Luoghi da sogno & Ambienti romanzeschi
Sopravvivere ad un freddo Maggio
Ciao a tutti e bentornati su Codex Ludus! Questo mese è piuttosto freddo per essere maggio, quindi quale occasione migliore di questa per scaldarci con Luoghi da sogno & Ambienti romanzeschi? Il momento è giusto per intervistare Daniela Ruggero, Melissa Pratelli e Giuseppe Milisenda. Poi in questo inverno che è tornato (tutto merito di Game Of Thrones) possiamo leggere gli estratti dai loro romanzi, bevendo una bevanda calda, vi va un te?
Ma innanzi tutto, l'intervista!
Dove è ambientato il tuo romanzo? Perché lo hai scelto?
D.R.: Mia, come molti dei miei romanzi è ambientato a Torino, la mia città. La scelta è dettata dall’amore che provo per la mia mistica torino.
M.P.: Il romanzo è ambientato in California, nello specifico a San Diego.
G.M.: Il romanzo è ambientato in un piccolo paese che ospita un centro di ricerche scientifiche e una struttura di salute mentale. Sullo sfondo però emergeranno i microscopici mondi popolati dagli “Xsmalls”. Le diverse ambientazioni simboleggiano metaforicamente le varie associazioni che sono impegnate a rendere migliore la società in cui viviamo. Nel romanzo solo quando gli abitanti di realtà apparentemente diverse tra loro inizieranno a fare “rete” il conflitto tra Bene e Male lascerà intravedere uno spiraglio di luce. L’ambientazione del romanzo è quindi strumentale al messaggio che custodisce tra le sue pagine.
Da cosa è ispirata l’ambientazione?
D.R.: Dal desiderio di far conoscere i luoghi più delli di Torino
M.P.: Ormai si sa, a me piace ambientare le mie storie all’estero, un po’ per il diverso stile di vita, un po’ perché sono cresciuta a pane e telefilm americani. Principalmente, però, le città che scelgo per le mie storie sono legate a delle particolari caratteristiche di cui ho bisogno per la trama, in questo caso specifico, ha a che fare con il lavoro che svolge il protagonista maschile…
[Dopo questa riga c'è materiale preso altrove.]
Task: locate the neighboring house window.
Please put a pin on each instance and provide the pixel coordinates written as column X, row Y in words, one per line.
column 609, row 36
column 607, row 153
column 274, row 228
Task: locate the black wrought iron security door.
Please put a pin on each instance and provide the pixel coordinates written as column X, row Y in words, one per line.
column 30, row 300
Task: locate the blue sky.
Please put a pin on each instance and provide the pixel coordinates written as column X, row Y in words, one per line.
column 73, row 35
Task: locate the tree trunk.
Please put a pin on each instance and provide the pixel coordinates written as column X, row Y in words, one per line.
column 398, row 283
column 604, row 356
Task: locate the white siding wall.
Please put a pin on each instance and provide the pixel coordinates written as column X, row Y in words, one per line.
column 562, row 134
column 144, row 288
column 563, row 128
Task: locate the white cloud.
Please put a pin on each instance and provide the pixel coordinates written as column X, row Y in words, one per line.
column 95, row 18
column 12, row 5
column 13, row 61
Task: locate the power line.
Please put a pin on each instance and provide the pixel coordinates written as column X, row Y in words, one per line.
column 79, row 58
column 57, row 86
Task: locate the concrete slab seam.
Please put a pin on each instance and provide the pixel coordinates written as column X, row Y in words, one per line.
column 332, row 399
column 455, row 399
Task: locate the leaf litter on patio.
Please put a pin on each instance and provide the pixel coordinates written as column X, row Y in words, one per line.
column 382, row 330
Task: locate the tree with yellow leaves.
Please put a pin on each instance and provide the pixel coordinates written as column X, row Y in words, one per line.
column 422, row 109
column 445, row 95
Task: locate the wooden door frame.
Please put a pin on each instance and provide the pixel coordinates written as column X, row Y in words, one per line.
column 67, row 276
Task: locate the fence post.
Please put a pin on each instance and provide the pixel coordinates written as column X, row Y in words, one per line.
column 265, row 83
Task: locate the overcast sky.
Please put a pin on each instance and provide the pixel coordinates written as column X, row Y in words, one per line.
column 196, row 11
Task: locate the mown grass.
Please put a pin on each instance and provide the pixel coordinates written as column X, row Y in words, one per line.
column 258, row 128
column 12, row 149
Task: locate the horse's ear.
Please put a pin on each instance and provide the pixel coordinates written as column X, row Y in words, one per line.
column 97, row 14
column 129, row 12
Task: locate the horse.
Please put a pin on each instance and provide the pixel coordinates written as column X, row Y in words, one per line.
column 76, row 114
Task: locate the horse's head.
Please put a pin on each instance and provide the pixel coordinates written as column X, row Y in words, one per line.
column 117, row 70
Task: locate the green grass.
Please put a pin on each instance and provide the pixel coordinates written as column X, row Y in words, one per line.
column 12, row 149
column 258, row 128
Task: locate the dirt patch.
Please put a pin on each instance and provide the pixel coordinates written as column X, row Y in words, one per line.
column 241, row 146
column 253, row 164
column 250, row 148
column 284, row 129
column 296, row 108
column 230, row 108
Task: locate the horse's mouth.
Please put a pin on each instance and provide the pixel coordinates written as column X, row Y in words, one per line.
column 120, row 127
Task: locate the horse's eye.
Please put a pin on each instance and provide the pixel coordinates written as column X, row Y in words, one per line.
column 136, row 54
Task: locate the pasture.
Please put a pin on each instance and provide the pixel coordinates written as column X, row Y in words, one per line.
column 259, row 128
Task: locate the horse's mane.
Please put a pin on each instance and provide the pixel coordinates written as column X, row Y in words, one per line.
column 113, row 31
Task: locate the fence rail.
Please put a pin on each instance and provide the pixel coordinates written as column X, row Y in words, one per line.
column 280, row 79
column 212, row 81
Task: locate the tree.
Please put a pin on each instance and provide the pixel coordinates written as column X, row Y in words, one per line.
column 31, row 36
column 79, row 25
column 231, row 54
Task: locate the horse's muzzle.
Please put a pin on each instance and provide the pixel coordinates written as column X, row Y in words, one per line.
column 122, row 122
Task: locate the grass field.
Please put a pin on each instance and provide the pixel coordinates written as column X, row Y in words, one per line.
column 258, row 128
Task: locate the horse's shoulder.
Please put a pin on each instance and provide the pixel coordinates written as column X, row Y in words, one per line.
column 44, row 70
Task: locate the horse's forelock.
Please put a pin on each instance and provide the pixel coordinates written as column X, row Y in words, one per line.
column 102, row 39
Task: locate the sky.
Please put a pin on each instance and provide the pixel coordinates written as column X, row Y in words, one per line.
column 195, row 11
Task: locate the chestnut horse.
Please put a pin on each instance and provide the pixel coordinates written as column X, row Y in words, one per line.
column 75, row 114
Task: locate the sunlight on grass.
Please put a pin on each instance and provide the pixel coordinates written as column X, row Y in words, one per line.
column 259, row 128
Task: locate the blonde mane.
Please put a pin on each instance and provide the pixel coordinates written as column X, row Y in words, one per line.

G.M.: L’ambientazione, seppur frutto di fantasia, è ispirata dalla società reale. La cronaca ci consegna quotidianamente storie di un pianeta dilaniato dalla violenza, dall’indifferenza, dall’odio… La realtà odierna è lo scenario su cui ho dipinto la trama del romanzo.
I microscopici mondi popolati dagli Xsmalls hanno lo scopo di indurre i lettori ad avere rispetto per tutto ciò che ci circonda.
Hai mai pensato di scriverlo in un altro tempo o luogo arrivando a cambiare genere al tuo romanzo? (es. ambientazione fantastica, fantascientifica, immaginaria, in un mondo distopico, in quello attuale, ecc)
D.R.: No
M.P.: No, direi di no in questo particolare caso. Forse, con qualche modifica, avrei potuto ambientarlo altrove, o in Italia o in qualche altro stato, ma senza cambiare genere.
G.M.: Credo che ogni scelta, anche quella del genere, si incastri perfettamente nel puzzle del libro che avevo nella mia mente. Quando ero piccolo mio nonno mi raccontava le favole di Esopo. Ho voluto ripercorrere i suoi insegnamenti e scrivere un libro di formazione che si adattasse alle esigenze delle nuove generazioni. Volevo catturare l’attenzione dei ragazzi e lasciare loro in dono un messaggio su cui riflettere.
Riesci ad immaginare la tua storia nel passato?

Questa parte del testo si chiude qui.